The images of film and the categories of signs: Peirce and Deleuze on media
In his two Cinema books, Gilles Deleuze updates his lifelong philosophical inquiry using semiotic terminology, which explicitly draws on concepts of Peirce. In a direction that is arguably of utmost significance for contemporary semiotics and media studies, Deleuze upgrades his lifelong interest in philosophy and psychoanalysis using a pragmatic semiotics that involves major claims for the non- linguistic status of semiotics, as suitable for his subject matter, film, and for a fundamental distinction between semiotic and logical or linguistic based semiology.
Philosophy as theory, and semiotic theory at that, becomes grounded in innumerable case studies of individual films.
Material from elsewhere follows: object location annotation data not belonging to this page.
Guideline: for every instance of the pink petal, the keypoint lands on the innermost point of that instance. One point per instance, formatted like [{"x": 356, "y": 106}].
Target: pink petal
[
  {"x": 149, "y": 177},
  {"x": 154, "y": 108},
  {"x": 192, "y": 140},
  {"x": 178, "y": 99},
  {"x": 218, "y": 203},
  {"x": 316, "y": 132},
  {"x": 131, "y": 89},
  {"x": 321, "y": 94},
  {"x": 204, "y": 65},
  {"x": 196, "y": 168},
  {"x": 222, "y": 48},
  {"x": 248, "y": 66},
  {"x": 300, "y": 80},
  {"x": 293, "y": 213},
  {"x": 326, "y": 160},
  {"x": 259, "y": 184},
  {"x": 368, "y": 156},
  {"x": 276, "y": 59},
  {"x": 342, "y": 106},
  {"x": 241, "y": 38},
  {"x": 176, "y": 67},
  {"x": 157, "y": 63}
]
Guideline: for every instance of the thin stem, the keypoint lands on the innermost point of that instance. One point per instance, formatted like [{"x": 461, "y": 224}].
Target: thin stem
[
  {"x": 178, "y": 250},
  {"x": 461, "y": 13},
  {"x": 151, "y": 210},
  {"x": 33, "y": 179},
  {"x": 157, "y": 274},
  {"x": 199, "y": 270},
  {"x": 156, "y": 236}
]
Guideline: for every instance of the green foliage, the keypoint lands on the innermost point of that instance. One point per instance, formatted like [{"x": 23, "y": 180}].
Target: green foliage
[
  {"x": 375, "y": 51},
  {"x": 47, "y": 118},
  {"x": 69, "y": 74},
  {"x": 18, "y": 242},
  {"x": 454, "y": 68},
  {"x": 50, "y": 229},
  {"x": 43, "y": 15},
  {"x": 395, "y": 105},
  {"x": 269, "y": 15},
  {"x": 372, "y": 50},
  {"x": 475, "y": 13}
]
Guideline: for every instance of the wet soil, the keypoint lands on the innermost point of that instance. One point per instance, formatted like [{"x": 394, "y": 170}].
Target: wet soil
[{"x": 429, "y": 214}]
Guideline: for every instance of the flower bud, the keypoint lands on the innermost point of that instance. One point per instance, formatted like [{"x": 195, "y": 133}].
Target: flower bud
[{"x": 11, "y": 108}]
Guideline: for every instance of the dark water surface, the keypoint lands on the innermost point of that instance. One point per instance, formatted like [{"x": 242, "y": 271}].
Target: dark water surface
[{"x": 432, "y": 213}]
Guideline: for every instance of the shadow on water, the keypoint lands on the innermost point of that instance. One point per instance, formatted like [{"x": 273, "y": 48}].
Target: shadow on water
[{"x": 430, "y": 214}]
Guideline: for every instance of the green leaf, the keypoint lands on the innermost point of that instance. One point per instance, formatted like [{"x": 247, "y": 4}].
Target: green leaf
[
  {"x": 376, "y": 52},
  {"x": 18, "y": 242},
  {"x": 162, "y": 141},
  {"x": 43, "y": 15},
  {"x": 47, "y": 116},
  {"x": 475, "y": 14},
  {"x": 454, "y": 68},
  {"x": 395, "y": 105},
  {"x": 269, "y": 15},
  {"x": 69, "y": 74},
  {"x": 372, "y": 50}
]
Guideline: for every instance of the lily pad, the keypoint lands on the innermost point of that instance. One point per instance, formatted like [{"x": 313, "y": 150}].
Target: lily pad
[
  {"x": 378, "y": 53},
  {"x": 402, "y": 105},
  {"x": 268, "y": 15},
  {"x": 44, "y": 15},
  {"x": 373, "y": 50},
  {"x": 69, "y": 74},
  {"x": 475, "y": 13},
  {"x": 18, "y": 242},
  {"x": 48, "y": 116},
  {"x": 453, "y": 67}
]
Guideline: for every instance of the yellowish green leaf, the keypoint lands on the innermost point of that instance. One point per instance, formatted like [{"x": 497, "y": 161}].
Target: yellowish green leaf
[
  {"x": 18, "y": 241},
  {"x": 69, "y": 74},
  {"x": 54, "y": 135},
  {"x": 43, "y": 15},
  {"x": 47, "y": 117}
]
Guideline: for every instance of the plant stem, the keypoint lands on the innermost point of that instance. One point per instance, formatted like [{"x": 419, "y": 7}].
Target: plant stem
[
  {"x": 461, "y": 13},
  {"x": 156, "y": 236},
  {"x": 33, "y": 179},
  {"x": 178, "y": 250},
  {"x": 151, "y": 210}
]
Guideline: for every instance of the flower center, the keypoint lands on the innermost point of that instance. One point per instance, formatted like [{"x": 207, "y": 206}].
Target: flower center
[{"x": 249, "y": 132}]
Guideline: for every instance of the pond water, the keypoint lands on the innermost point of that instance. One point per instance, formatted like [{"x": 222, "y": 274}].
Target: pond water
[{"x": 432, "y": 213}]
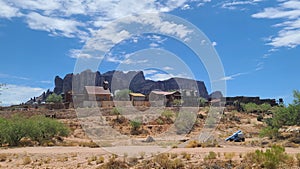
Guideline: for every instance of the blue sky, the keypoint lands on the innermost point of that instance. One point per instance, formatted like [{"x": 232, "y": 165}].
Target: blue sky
[{"x": 257, "y": 42}]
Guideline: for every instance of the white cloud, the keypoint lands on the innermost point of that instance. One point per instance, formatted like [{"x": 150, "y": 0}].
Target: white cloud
[
  {"x": 154, "y": 45},
  {"x": 56, "y": 26},
  {"x": 288, "y": 11},
  {"x": 168, "y": 68},
  {"x": 186, "y": 7},
  {"x": 233, "y": 4},
  {"x": 63, "y": 17},
  {"x": 14, "y": 94},
  {"x": 8, "y": 11},
  {"x": 7, "y": 76},
  {"x": 156, "y": 76},
  {"x": 231, "y": 77}
]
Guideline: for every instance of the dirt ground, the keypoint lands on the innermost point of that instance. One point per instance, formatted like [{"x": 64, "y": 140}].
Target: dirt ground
[
  {"x": 76, "y": 151},
  {"x": 85, "y": 157}
]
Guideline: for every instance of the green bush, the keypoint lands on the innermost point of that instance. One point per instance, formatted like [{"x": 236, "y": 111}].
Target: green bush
[
  {"x": 168, "y": 114},
  {"x": 185, "y": 122},
  {"x": 211, "y": 155},
  {"x": 283, "y": 116},
  {"x": 272, "y": 158},
  {"x": 36, "y": 128},
  {"x": 54, "y": 98},
  {"x": 135, "y": 125},
  {"x": 260, "y": 117}
]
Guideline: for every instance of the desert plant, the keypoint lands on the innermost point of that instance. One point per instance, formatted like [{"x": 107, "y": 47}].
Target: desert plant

In the same way, Peirce drew on case studies in science, mathematics, and logic, synthesizing these in proposals for existential graphs that could assist practical reasoning, so the Cinema books are quite distinct writings by a conceptual philosopher like Deleuze, in their sustained attention to enumerated technical subject matter.
The Cinema books can be regarded in part and, interpretively, as a whole, as an inspired, albeit intuitive, translation of Peirce for and as media studies, and through extrapolation, new and televisual media. This paper argues that the Cinema books provide a pertinent and foundational basis for an encompassing semiotic model of contemporary media.